Netflix’s fabled “cultural platform,” which over the years has taken on Magna Carta importance in tech and business circles, has received a few updates that reflect the streaming giant’s current circumstances.
The document, which is based on a PowerPoint platform created by co-founder and co-CEO Reed Hastings, lays out the precepts that guide employee priorities and the company’s overall approach. It has been publicly published for years, reviewed at various intervals, and viewed more than 20 million times. Its section headings (“Highly Aligned, Loosely Coupled,” “Disagree Then Compromise”) echo some of the pillars of the company’s uniquely articulated culture. Hastings elaborated on many of those principles in his 2020 book, no rules rules.
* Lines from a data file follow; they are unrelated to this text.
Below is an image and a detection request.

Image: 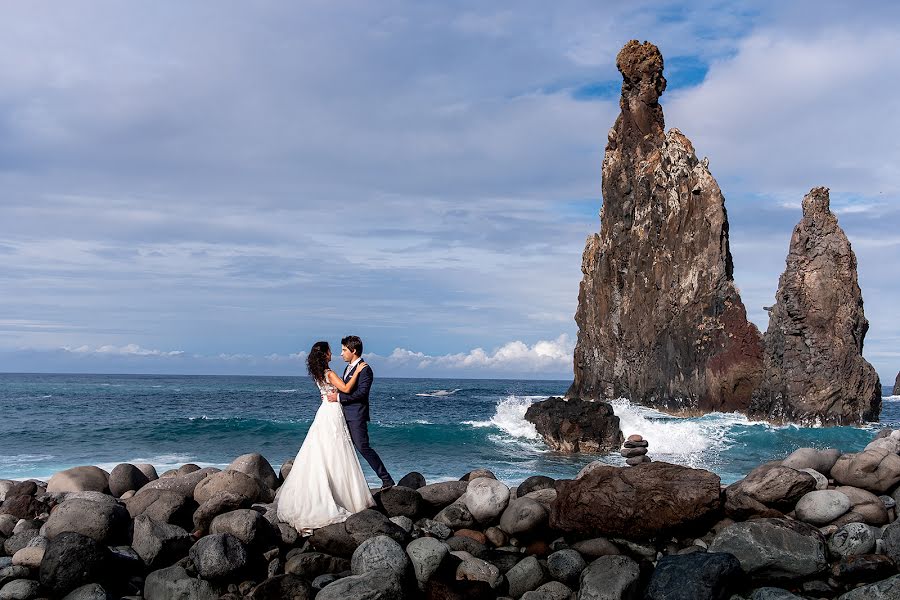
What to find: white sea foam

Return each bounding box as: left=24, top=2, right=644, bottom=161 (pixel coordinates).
left=463, top=396, right=544, bottom=440
left=416, top=388, right=462, bottom=398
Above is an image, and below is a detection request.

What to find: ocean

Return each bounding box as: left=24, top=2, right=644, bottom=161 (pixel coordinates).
left=0, top=374, right=900, bottom=486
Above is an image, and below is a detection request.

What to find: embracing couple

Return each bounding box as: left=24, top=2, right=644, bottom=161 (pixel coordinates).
left=278, top=335, right=394, bottom=533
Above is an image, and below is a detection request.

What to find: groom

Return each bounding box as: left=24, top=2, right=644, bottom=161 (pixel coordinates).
left=328, top=335, right=394, bottom=489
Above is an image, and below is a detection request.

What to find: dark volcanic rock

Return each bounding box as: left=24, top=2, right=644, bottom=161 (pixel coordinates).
left=748, top=187, right=881, bottom=425
left=525, top=397, right=625, bottom=453
left=567, top=41, right=762, bottom=414
left=645, top=552, right=744, bottom=600
left=550, top=462, right=720, bottom=538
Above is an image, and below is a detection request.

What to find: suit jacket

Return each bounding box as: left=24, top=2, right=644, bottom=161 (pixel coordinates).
left=338, top=363, right=374, bottom=421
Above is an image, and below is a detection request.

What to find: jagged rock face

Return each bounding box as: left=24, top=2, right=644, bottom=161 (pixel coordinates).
left=568, top=41, right=762, bottom=414
left=525, top=397, right=625, bottom=454
left=749, top=187, right=881, bottom=425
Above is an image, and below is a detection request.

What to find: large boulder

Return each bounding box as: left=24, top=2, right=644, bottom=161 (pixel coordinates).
left=144, top=566, right=219, bottom=600
left=225, top=453, right=278, bottom=490
left=209, top=508, right=280, bottom=549
left=46, top=498, right=130, bottom=544
left=748, top=187, right=881, bottom=425
left=566, top=40, right=762, bottom=414
left=465, top=477, right=509, bottom=523
left=39, top=531, right=110, bottom=596
left=550, top=462, right=720, bottom=538
left=781, top=448, right=841, bottom=477
left=189, top=533, right=249, bottom=579
left=645, top=552, right=744, bottom=600
left=831, top=448, right=900, bottom=494
left=725, top=464, right=816, bottom=518
left=709, top=519, right=828, bottom=580
left=350, top=535, right=410, bottom=578
left=124, top=489, right=197, bottom=529
left=194, top=471, right=262, bottom=504
left=47, top=466, right=109, bottom=493
left=525, top=397, right=625, bottom=454
left=578, top=556, right=640, bottom=600
left=131, top=515, right=194, bottom=569
left=109, top=463, right=150, bottom=498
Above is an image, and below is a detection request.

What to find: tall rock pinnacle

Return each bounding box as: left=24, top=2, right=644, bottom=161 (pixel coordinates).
left=568, top=41, right=762, bottom=414
left=749, top=187, right=881, bottom=425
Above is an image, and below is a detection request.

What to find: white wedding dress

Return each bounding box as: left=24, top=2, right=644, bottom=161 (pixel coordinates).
left=278, top=370, right=375, bottom=534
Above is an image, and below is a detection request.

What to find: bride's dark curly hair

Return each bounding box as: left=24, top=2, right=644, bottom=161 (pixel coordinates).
left=306, top=342, right=331, bottom=382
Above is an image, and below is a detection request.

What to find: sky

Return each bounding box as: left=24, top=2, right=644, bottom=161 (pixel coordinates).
left=0, top=0, right=900, bottom=384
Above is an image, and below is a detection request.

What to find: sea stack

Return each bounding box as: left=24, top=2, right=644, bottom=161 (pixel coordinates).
left=749, top=187, right=881, bottom=425
left=567, top=41, right=762, bottom=414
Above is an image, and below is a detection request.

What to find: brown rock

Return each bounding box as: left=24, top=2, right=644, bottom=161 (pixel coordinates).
left=831, top=448, right=900, bottom=494
left=525, top=397, right=623, bottom=453
left=550, top=462, right=720, bottom=538
left=567, top=41, right=762, bottom=414
left=748, top=187, right=881, bottom=425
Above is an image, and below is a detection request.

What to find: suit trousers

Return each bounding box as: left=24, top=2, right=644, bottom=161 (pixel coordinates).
left=347, top=420, right=394, bottom=484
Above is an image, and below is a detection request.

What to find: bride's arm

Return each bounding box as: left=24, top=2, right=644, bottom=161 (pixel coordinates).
left=325, top=361, right=368, bottom=394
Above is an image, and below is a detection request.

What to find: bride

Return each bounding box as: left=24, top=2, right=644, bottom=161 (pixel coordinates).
left=278, top=342, right=375, bottom=535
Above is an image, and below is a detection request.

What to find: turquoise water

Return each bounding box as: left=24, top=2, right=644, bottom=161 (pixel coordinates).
left=0, top=374, right=900, bottom=485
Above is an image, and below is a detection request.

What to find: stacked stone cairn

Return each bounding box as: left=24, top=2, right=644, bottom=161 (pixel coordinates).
left=0, top=430, right=900, bottom=600
left=619, top=434, right=650, bottom=467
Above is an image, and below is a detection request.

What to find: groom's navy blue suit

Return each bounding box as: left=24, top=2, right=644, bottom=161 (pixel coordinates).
left=338, top=359, right=394, bottom=485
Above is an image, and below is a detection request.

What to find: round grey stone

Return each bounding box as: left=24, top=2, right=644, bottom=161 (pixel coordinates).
left=547, top=549, right=587, bottom=585
left=350, top=535, right=410, bottom=577
left=406, top=537, right=450, bottom=590
left=794, top=490, right=852, bottom=525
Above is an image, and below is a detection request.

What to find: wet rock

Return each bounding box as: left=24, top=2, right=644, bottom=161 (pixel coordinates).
left=316, top=569, right=405, bottom=600
left=709, top=519, right=828, bottom=580
left=500, top=498, right=548, bottom=536
left=124, top=484, right=197, bottom=529
left=344, top=509, right=409, bottom=544
left=748, top=187, right=881, bottom=426
left=397, top=471, right=427, bottom=490
left=131, top=515, right=194, bottom=569
left=506, top=556, right=547, bottom=598
left=516, top=475, right=556, bottom=498
left=781, top=448, right=841, bottom=477
left=725, top=464, right=816, bottom=518
left=794, top=490, right=851, bottom=525
left=209, top=508, right=278, bottom=550
left=377, top=485, right=423, bottom=519
left=645, top=552, right=744, bottom=600
left=47, top=466, right=109, bottom=493
left=828, top=523, right=875, bottom=557
left=284, top=552, right=350, bottom=581
left=547, top=549, right=587, bottom=586
left=194, top=471, right=262, bottom=504
left=465, top=477, right=509, bottom=523
left=831, top=448, right=900, bottom=494
left=525, top=397, right=624, bottom=454
left=225, top=452, right=278, bottom=490
left=39, top=531, right=110, bottom=596
left=417, top=481, right=469, bottom=509
left=249, top=573, right=312, bottom=600
left=550, top=462, right=720, bottom=538
left=578, top=556, right=640, bottom=600
left=193, top=492, right=250, bottom=533
left=144, top=566, right=219, bottom=600
left=46, top=498, right=130, bottom=544
left=189, top=533, right=250, bottom=579
left=109, top=463, right=150, bottom=498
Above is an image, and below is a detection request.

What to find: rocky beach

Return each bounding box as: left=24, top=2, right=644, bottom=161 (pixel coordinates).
left=0, top=429, right=900, bottom=600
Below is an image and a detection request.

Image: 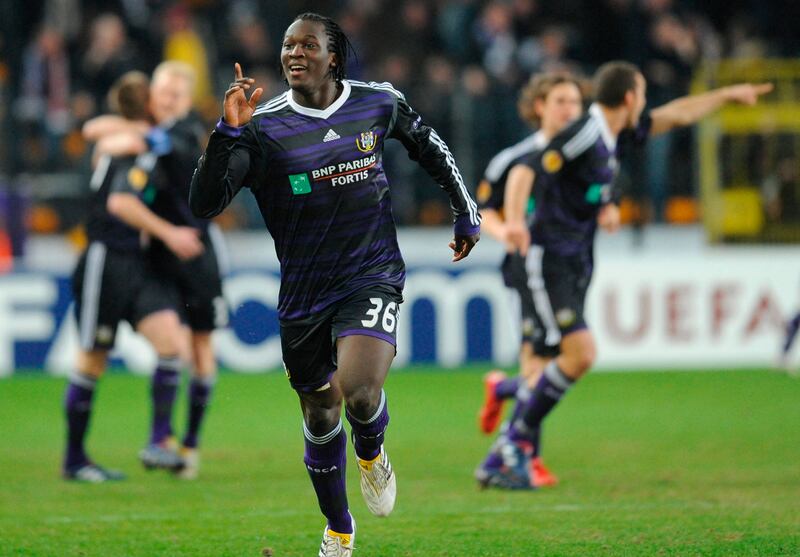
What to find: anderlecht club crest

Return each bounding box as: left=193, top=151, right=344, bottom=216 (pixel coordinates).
left=356, top=131, right=375, bottom=153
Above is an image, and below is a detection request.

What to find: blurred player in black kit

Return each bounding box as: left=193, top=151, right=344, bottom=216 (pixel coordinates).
left=476, top=72, right=583, bottom=487
left=488, top=58, right=772, bottom=488
left=83, top=61, right=228, bottom=479
left=190, top=13, right=480, bottom=557
left=63, top=72, right=203, bottom=483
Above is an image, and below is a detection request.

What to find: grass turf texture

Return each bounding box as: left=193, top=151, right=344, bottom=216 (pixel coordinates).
left=0, top=367, right=800, bottom=557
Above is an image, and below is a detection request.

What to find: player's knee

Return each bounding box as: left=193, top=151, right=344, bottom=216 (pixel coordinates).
left=78, top=350, right=108, bottom=379
left=344, top=386, right=381, bottom=419
left=303, top=406, right=341, bottom=435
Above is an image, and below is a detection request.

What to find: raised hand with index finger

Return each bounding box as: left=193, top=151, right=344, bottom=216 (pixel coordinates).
left=222, top=62, right=264, bottom=128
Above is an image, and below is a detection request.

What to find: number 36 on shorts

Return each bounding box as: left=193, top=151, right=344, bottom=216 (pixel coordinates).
left=361, top=298, right=397, bottom=333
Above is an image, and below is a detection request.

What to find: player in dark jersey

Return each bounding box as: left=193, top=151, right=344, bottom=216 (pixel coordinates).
left=476, top=73, right=583, bottom=487
left=63, top=72, right=202, bottom=482
left=85, top=61, right=228, bottom=479
left=190, top=13, right=480, bottom=557
left=501, top=62, right=772, bottom=488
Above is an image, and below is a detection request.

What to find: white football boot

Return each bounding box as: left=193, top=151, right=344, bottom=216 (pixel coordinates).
left=356, top=445, right=397, bottom=516
left=319, top=516, right=356, bottom=557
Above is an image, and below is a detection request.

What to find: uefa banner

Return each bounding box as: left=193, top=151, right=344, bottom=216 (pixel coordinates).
left=0, top=231, right=800, bottom=375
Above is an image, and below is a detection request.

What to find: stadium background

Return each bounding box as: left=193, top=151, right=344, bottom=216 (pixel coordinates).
left=0, top=0, right=800, bottom=555
left=0, top=0, right=800, bottom=374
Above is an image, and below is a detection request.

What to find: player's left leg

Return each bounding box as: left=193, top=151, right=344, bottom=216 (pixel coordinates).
left=178, top=331, right=217, bottom=480
left=136, top=309, right=189, bottom=470
left=336, top=334, right=397, bottom=516
left=297, top=381, right=355, bottom=555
In a section called “Judgment,” a new bullet point is worded in the imperative tense: “You spend our members’ money wisely.” At a current level estimated at $20 billion in 2022, Netflix’s content spending is under close scrutiny after the company posted its first subscriber decline in more than a decade in the first quarter and indicated further losses in the quarter. current quarter. More than two-thirds of its market value has vanished in the last six months. While the company is unlikely to radically cut its spending, management has signaled a new commitment to trim the fat and some shows and employees have already been laid off as that process begins.
Another recently updated section, “Artistic Expression,” obliquely references recent controversies over titles such as beauties or the Dave Chappelle Comedy Special the closer. The latter, released last fall, drew a fierce backlash and large-scale walkout from employees upset over Chappelle’s broadsides against transgender people. Netflix has resisted calls to have the special removed from its service.
“Entertaining the world is an incredible opportunity and also a challenge because viewers have very different tastes and points of view,” the section says. Ratings, content warnings and parental controls are tools intended to help subscribers avoid content that may upset them, the document adds.
“Not everyone will like, or agree with, everything on our service,” he continues. “While each title is different, we approach them based on the same set of principles: We support the artistic expression of the creators we choose to work with; we program for diversity of audiences and tastes; and we let viewers decide what’s appropriate for them, rather than Netflix censoring specific artists or voices.”
Variety reported for the first time on the update of the document.